„Der doppelte Abijahrgang findet bei uns nicht statt“

Viele Firmen bieten zusätzliche Lehrstellen an. Doch nur wenige Abiturienten suchen überhaupt einen Platz.

Düsseldorf. 4031 junge Düsseldorfer machen in diesem Jahr ihr Abitur. Im Zuge der doppelten Abiturjahrgänge sind das 1766 mehr Jugendliche mit Hochschulreife als im Jahr 2012. Viele Unternehmen haben zusätzliche Ausbildungsplätze eingerichtet. Und nicht wenige davon sind noch nicht mit einem geeigneten Kandidaten besetzt. Denn es bewerben sich nicht so viele Abiturienten um einen Ausbildungsplatz wie gedacht.

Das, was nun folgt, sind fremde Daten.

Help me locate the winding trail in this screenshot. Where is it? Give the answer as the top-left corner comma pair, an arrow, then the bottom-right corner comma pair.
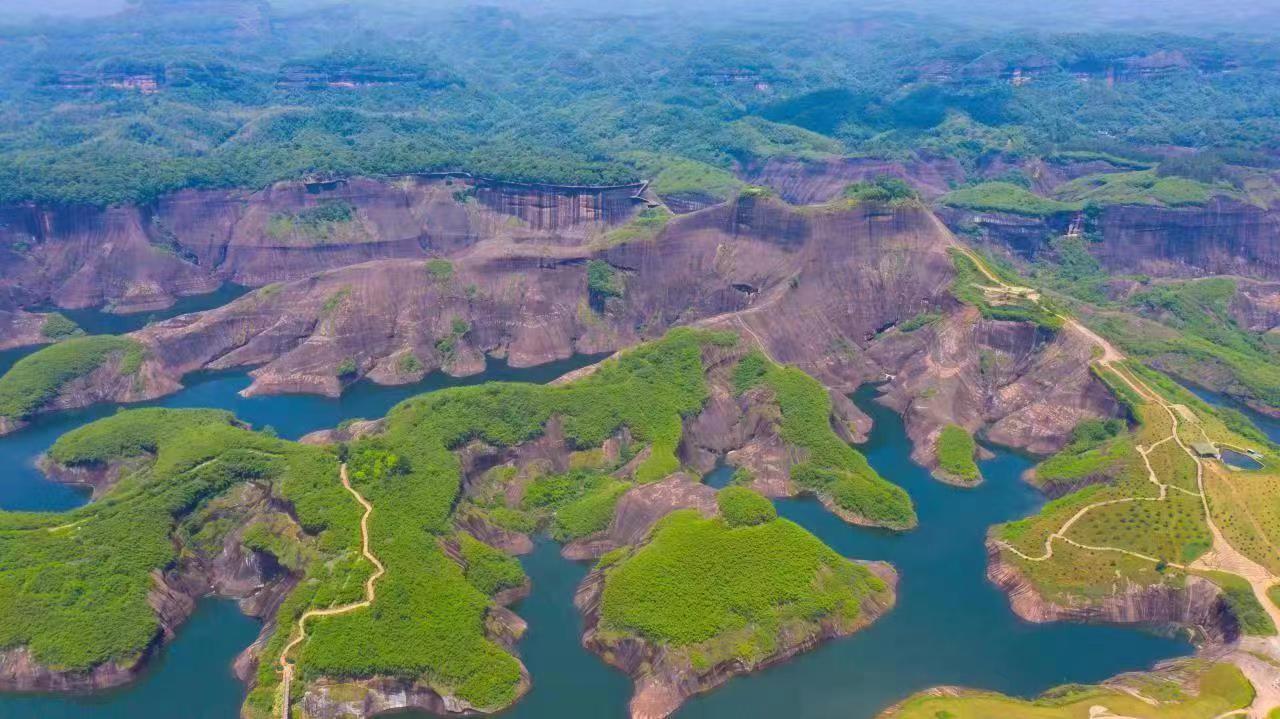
277,463 -> 384,719
956,245 -> 1280,643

Wie viele Lehrstellen noch zu haben sind, ist noch nicht klar. Erst Ende März gleichen IHK und Arbeitsagentur die Zahlen ab. Clemens Urbanek, bei der IHK als Geschäftsführer für Berufsbildung und Prüfungen zuständig, rechnet nicht mit einem nennenswerten Andrang auf die Ausbildungsplätze.

„In den anderen Bundesländern, die den doppelten Abiturjahrgang bereits bewältigt haben, hat sich gezeigt: Er findet auf dem Ausbildungsmarkt nicht statt.“

Eine Umfrage nennt auch die Gründe: Viele Abiturienten denken, es gäbe nicht genug Ausbildungsplätze und scheuen eine Bewerbung, andere wollen ins Ausland oder gehen direkt an die Universitäten. Nur 20 Prozent der Abiturienten und Fachabiturienten wollen eine Lehre machen. Ausbildungssuchende mit Real- oder Hauptschulabschluss müssen sich um die Konkurrenz also nicht sorgen.

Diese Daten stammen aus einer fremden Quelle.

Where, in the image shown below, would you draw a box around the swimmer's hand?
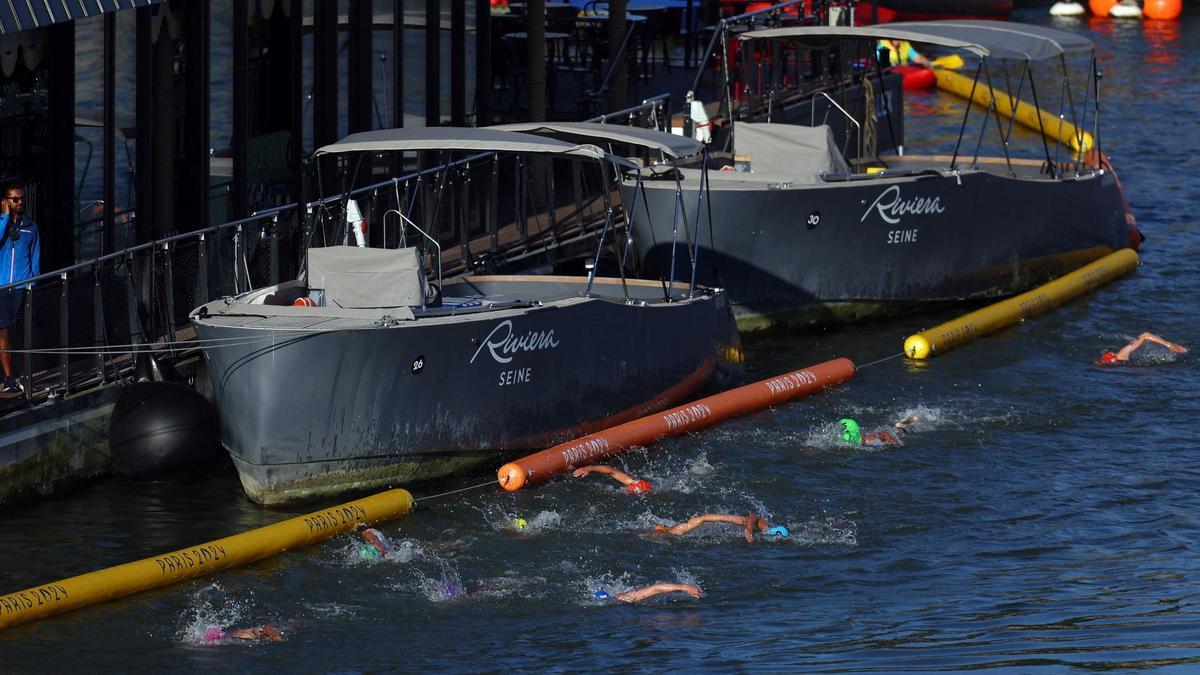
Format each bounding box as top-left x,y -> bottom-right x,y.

Die Unternehmen hingegen müssen um die Abiturienten buhlen. In Drogerie- oder Supermarktfilialen hängen Werbeplakate, die die gute Ausbildung im Unternehmen anpreisen. Einige große Firmen machen gar Werbung im Radio. Natürlich nicht nur, um dem eigentlich erwarteten Andrang des doppelten Abiturjahrganges entgegen zu wirken.

„Die Firmen müssen sich gute Kräfte sichern. Das hängt auch mit der Demografie zusammen, geburtenstarke Jahrgänge gehen jetzt in Rente. In Zukunft wird es dünner“, sagt Urbanek. Dass Firmen jetzt für ihre Ausbildung werben, hält er vor diesem Hintergrund für längst überfällig: „In diesem Bereich kennen viele Unternehmen einfach kein Marketing. Sie werben nur für ihre Produkte. Dabei sind Schulpatenschaften und Werbung für die Ausbildung im Netz auch wichtig.“ Besonders Mittelständler würden häufig glauben, dafür keine Zeit zu haben.

Neben dem Breidenbacher Hof und der Targobank bietet unter anderem auch die Stadt zusätzliche Plätze an. 404 Ausbildungs- und Praktikumsmöglichkeiten sowie Freiwilligendienste (Vorjahr 351) sind zu besetzen.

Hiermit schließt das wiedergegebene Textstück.